Buckland at the same time backed restrictions announced by the lord chief justice of England and Wales, Ian Burnett, on Tuesday that no new Crown Court trials can take place if they are expected to last more than three days. All cases estimated to last longer than three days listed before the end of April will be adjourned.
For trials already underway, they should all proceed as planned with all participants expected to attend court and discharge their duties, Buckland said.
“Our Crown and magistrates courts provide a vital public service and until instructed otherwise, we expect all lawyers, magistrates, jurors, witnesses, defendants and court staff to continue to attend court as required, so the interests of justice can be served,” Buckland added.
Shorter court hearings, such as preparatory hearings, are to be conducted with some or all of the participants attending by telephone, video link or online, to allow as many as possible to take place, Buckland said.
“These changes will be temporary and we estimate that three-quarters of crown court trials will be able to continue despite this restriction,” he said.
While the courts remains open, any changes to individual hearings will be communicated directly to those affected.
The Serious Fraud Office, for example, confirmed that starting Wednesday the trial of former Unaoil executives Ziad Akle, Stephen Whiteley and ex-SBM Offshore employee Paul Bond on bribery charges will be postponed until March 31.
Wednesday's update came after Prime Minister Boris Johnson called on residents to work from home and avoid socializing, especially in London.
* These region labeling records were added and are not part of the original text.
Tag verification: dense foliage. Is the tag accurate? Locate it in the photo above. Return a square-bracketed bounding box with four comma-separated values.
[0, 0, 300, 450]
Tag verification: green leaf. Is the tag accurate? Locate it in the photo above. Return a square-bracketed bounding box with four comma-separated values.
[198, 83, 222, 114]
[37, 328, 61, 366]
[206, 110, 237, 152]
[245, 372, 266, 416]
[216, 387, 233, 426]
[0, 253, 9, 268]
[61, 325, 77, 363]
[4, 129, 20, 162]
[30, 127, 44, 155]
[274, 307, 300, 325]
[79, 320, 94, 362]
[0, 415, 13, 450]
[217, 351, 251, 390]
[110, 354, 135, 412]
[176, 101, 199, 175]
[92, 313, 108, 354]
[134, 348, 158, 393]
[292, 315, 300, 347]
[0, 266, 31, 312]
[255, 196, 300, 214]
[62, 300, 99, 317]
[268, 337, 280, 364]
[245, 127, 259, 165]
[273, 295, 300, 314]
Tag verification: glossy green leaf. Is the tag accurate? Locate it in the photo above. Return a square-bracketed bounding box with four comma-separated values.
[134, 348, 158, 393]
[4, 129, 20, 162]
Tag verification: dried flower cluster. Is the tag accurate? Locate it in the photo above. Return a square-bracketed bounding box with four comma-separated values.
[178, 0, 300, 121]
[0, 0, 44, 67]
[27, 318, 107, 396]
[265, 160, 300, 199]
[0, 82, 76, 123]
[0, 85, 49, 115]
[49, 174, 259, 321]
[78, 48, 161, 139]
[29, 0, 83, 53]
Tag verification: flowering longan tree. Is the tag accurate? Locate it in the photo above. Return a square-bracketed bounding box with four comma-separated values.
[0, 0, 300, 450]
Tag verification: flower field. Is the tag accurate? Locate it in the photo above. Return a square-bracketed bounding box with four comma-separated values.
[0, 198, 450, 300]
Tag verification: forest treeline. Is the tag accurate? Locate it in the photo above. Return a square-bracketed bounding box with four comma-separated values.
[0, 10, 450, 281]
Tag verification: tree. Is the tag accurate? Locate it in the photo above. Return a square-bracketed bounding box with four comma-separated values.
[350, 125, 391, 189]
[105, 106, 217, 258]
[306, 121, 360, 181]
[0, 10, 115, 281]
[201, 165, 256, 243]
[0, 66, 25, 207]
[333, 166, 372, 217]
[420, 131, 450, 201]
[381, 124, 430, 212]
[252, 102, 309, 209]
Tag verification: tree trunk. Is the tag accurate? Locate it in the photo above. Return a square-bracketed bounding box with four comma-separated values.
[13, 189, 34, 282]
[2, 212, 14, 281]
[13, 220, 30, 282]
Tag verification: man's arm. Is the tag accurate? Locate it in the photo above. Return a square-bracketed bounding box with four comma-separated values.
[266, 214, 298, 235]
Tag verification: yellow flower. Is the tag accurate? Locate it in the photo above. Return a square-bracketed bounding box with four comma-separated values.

The government's social distancing policy also has urged citizens not to visit bars, restaurants, cinemas or theaters, and to reduce nonessential travel.
The Bar Council representing barristers has called for a halt to jury trials across the court system to follow that advice.
“Barristers up and down the country are telling us that jurors are having to drop out of cases because they are self-isolating or, worse, coming to court when they should not, and thereby putting everyone’s health at risk,” said Amanda Pinto QC, the Bar Council's chairman, said in a statement. “Being in a jury trial should not be a game of Russian roulette with the participants’ health.”
Barristers, witnesses, defendants, jurors or members of the public, court staff and judges should not be expected to attend court while the rest of the country is very strongly urged to work from home and to avoid nonessential contact, Pinto said.